Такие женщины привыкли владеть самым лучшим. Это их жизненное кредо. Если будет протекать иначе, то они будут чувствовать себя глубоко несчастными. И в этот раз она несла сумку с деликатесами, которые многим людям не попробовать и за всю жизнь. Но для нее это всего лишь рядовая покупка. Подобной роскоши позволить себе Геннадий Андреевич не мог. Хотя, конечно же, благодаря стараниям Марины Степановны Филоненко-Раскатов отнюдь не бедствовал. Но разве крупы и макаронные изделия, пусть даже приправленные куском масла, – это то, о чем он мечтает?

Геннадий решил, что неплохо бы познакомиться с этой женщиной, а лучше стать для нее своим человеком. К тому же, если сравнить ее с завмагом Мариной, эта женщина была похожа на свежий зрелый персик, в то время как другая на залежалое, сморщенное, прошлогоднее яблоко.

И Геннадий отважился:

– Разрешите, я вам помогу?

– В чем? – с интересом посмотрела на Геннадия ухоженная женщина и прищурила глаза.

– Я донесу ваш пакет до вашего дома, – предложил он таким тоном, как будто его решение было единственно возможным.

– Он не так уж и тяжел, – покачала пакетом женщина.

– Но все же тяжел, – потянулся за пакетом Геннадий и взял его из рук женщины. – Меня зовут Геннадий Андреевич. А вас?

– Я на улице с молодыми людьми обычно не знакомлюсь, но для вас, пожалуй, сделаю исключение, – произнесла ухоженная женщина, смерив его любопытно-оценивающим взглядом. И добавила: – Меня зовут Ангелина Романовна.

– Очень приятно, Ангелина Романовна, – улыбнулся Геннадий. – Куда прикажете идти, сударыня? – шутливо добавил он.

– Да тут недалеко, – улыбнулась в ответ женщина (она явно положила на него глаз). – До Академической слободы.

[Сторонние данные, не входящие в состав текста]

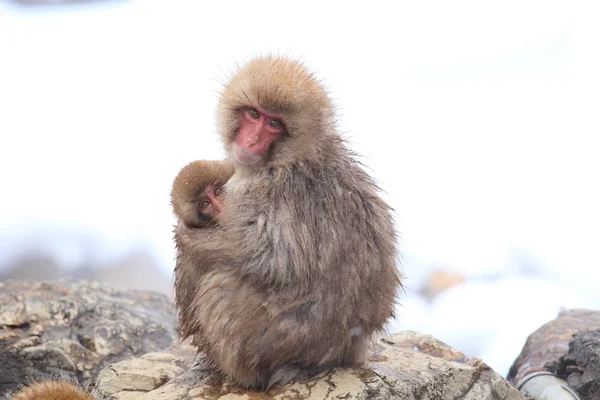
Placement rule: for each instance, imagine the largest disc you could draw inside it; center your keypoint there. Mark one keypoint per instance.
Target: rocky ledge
(125, 344)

Дом новой знакомой понравился Геннадию Филоненко-Раскатову. Он скорее походил на богатую отдельную квартиру в несколько комнат, нежели на обычный частный дом, каковых в Академической слободе было немало. Отсутствовали столь привычные сени, но имелась прихожая с вешалкой, тумбочкой, зеркалом, куда можно было кинуть последний взгляд перед выходом на улицу, и небольшой диван, на который можно было присесть, снимая или надевая обувь. Именно так и произошло: Геннадий Андреевич вошел, скинул и повесил на вешалку пальто и шапку и присел на диванчик, расшнуровывая зимние ботинки. Потом прошел в большую комнату, которую Ангелина Романовна называла по-старинному «залой», и огляделся. Увидел круглый стол на резных ножках, четыре деревянных кресла, диван, настенные часы – примерно такие же, тоже бронзовые, но чуть поменьше размерами, висели на стене в кабинете его отца, – картины на стенах, этажерку в углу и черное фортепьяно, на котором, похоже, давно никто не играл.